I want to be clear. The plan being studied is very recessive and would affect consumption. For the alternative dollars to rise, money is needed, and here we are increasing the tax burden by 0.8% of GDP. I don’t know if we are clear about this part of the agreement.
“What level are the reserves?”
-On Friday closed at US$ 25,205 million a day on Friday. Total monetary liabilities add up to approximately $22 trillion. The reserves would drop to US$22.5 billion with the payment to the IMF. When they receive the disbursement in August, they could exceed approximately US$ 27,000 million.
-So?
—We continue in a scenario of great weakness, with a shortage of dollars and an abundance of pesos. We are not out of the recessive scenario, with which there are not many pesos left over for us to see a great rise in the dollar. Consumption is going to show a drop with the appearance of the new taxes.
—The State absorbs pesos?
—The State takes pesos from the private sector from the Treasury through new taxes, and the Central Bank absorbs pesos via placement of letters, this generates illiquidity in the market, which will force you to sell dollars to cover financial commitments. For this reason, we have been saying for a long time that it was important to obtain financing and cover the company’s investment or survival curve until next year.
6 highlights of the week
- IS time to sell corn, sunflower and sorghum with the exchange rate of $340, to proceed to cancel debt or make a fund for the months ahead. Let’s remember that this special dollar lasts until August 31st.
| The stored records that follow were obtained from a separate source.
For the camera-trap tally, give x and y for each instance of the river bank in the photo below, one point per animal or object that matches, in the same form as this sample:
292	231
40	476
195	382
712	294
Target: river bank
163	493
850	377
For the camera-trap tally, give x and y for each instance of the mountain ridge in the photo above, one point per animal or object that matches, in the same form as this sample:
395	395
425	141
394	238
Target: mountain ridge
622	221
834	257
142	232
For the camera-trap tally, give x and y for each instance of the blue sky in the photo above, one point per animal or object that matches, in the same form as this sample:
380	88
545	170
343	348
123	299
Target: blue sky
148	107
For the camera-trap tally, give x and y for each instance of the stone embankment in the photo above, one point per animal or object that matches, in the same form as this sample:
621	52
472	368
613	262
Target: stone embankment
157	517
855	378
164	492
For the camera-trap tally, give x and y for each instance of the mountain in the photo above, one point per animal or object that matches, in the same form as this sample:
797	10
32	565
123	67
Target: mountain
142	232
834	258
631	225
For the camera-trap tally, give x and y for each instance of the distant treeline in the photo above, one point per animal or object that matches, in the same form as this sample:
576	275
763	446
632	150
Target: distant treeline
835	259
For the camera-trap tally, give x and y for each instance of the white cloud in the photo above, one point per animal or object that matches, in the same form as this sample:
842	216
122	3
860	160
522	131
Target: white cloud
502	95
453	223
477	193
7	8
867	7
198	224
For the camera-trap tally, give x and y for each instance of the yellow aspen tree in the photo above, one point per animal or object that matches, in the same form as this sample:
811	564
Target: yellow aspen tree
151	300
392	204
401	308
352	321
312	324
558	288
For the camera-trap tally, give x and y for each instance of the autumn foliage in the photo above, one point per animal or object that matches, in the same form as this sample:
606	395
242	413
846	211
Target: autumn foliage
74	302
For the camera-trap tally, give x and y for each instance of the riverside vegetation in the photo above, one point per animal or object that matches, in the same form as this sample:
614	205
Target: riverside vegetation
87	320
- There is no soy dollar, but we do not rule out that he will return in September. Be careful with this information, do not rush to sell soybeans.
- By making the import dollar and the savings dollar more expensive, more pesos are taken from the market, to meet State obligations, this is very recessive. Consumption will be greatly affected.
- Imported inputs used in the export chain are not increased. The agricultural input would not be affected by the new export taxes, except for the 7.5% increase in freight. The one who bought inputs and financed himself in pesos is winning the market.
- What was signed between the government and the IMF is a pre-agreement, the approval of the board is missing, which is estimated to be released without problems in two weeks. Which we do not know is the amount of disbursements in August and November. In order not to lose more reserves, the disbursement in August should be at a floor of US$ 7,000 million. It is probable that this agreement will not be reviewed until after the presidential elections, the government also has the power to intervene in the exchange market.
- We will have a more recessive scenario due to the higher tax burden, this would allow the government to reach the other shore (December 10, 2023). Each sector of the economy will have to rearm its strategy to be able to finance the flow of funds until the arrival of the next government. It is not easy, the scenario is very complex, for the government, ordinary citizens, companies and consumption will be greatly affected.